Australian students and teachers have found their association with the Tournament a most interesting and rewarding experience, the Tournament is firmly established. However there are some difficulties which have been encountered, and this is a list of some as seen at this time.

  1. Communication between USSR and Australia is sometimes slow. The introduction of a facsimile machine at both ends has helped, but generally, Australian mathematicians would feel much happier if the question papers and solutions could be available earlier than at present.
  2. Translation into English has proved a problem on occasions. It is felt that an international committee should be set up for each of the major scientific languages, including native speakers, to approve the version in that language. It would ensure, for instance, that American and Australian students were provided with questions worded identically.
  3. It is difficult to find a date convenient to all countries, especially given that countries in the southern hemisphere have a different academic year. However it is felt that if the paper is guaranteed to be available, Australian students could attempt the Tournament on dates very close to those currently used in the USSR.
  4. As the Tournament grows, there will be a need to establish further juries, in addition to the Moscow jury, or to distribute assessment responsibilities in some other way. The volume of work will become greater for the Moscow jury.

With the growth of the Tournament to other countries in recent years the organisers have experienced some difficulties which may not have been foreseen. Papers are marked by students of the Moscow State University. When further juries can be established some of the workload for these students can be eased. There would still need to be some form of central assessment however to supervise uniform standards.

It does seem that the main difficulty experienced is in a lack of hardware. In order to get the questions and solutions out and process the results the organisers have a need for PC's (presumably of AT or higher standard), printers (LQ or laser standard) and photocopying equipment. The organisers are hoping for direct assistance in this respect from the west.

In Australia, direct help is very difficult. The enrichment programs in various cities rely solely on volunteer help, and in general do not even have a bank account.

In the past the organisers have not charged an entry fee. However most Australian students expect to pay an entry fee of approximately $2 to enter other competitions. I would suggest that an entry fee charged throughout the western countries of this sort of figure could well raise a figure sufficient to help in this respect.
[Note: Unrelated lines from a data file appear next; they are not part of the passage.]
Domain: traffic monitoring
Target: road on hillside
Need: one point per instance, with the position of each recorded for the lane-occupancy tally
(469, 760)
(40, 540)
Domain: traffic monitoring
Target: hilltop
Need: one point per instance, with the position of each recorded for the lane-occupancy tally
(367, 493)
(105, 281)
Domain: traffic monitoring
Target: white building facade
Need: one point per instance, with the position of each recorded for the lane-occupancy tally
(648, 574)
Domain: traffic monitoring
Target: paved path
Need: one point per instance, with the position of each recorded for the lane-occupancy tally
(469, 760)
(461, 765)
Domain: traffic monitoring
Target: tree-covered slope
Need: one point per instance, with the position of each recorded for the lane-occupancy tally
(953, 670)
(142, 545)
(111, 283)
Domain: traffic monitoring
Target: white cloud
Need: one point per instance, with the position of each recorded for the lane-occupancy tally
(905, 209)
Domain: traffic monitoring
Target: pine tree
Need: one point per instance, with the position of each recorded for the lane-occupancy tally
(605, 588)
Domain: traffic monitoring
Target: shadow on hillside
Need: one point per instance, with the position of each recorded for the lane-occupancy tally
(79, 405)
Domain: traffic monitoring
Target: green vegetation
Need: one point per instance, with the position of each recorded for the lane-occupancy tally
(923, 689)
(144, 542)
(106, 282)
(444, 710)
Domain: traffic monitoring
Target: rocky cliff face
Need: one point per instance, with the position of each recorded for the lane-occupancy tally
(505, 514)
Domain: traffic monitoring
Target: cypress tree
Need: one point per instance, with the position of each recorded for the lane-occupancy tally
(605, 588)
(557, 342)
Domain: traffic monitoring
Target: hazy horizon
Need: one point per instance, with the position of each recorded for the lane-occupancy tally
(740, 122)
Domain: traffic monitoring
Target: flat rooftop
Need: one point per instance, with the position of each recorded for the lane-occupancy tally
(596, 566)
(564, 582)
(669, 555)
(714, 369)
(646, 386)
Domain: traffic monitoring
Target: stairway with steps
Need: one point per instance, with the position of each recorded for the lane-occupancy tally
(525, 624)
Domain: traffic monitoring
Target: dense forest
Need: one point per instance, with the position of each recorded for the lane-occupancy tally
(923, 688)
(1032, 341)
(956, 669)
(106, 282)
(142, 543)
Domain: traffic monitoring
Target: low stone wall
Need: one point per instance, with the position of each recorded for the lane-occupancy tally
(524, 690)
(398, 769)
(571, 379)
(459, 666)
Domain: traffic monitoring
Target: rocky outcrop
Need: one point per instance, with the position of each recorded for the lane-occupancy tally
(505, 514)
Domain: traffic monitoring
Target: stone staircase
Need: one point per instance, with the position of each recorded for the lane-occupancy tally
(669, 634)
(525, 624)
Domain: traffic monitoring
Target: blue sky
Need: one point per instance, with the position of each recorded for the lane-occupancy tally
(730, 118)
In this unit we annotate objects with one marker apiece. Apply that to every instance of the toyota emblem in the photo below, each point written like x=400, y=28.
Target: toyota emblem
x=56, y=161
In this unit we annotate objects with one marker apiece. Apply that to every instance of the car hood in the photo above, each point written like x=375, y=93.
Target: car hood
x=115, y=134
Australia's involvement in the Tournament of the Towns has been a most rewarding experience. The positive features have been

  1. It has been a catalyst in the setting up of mathematical enrichment centres for advanced students, and provided a focus for those centres which already existed.
  2. It has provided a focus for teaching mathematics which students have not encountered in their own syllabus.
  3. It has been a rich cultural experience for Australian students to have participated in a mathematical event with students from other parts of the world, in such a way that organisational difficulties and expense are minimized.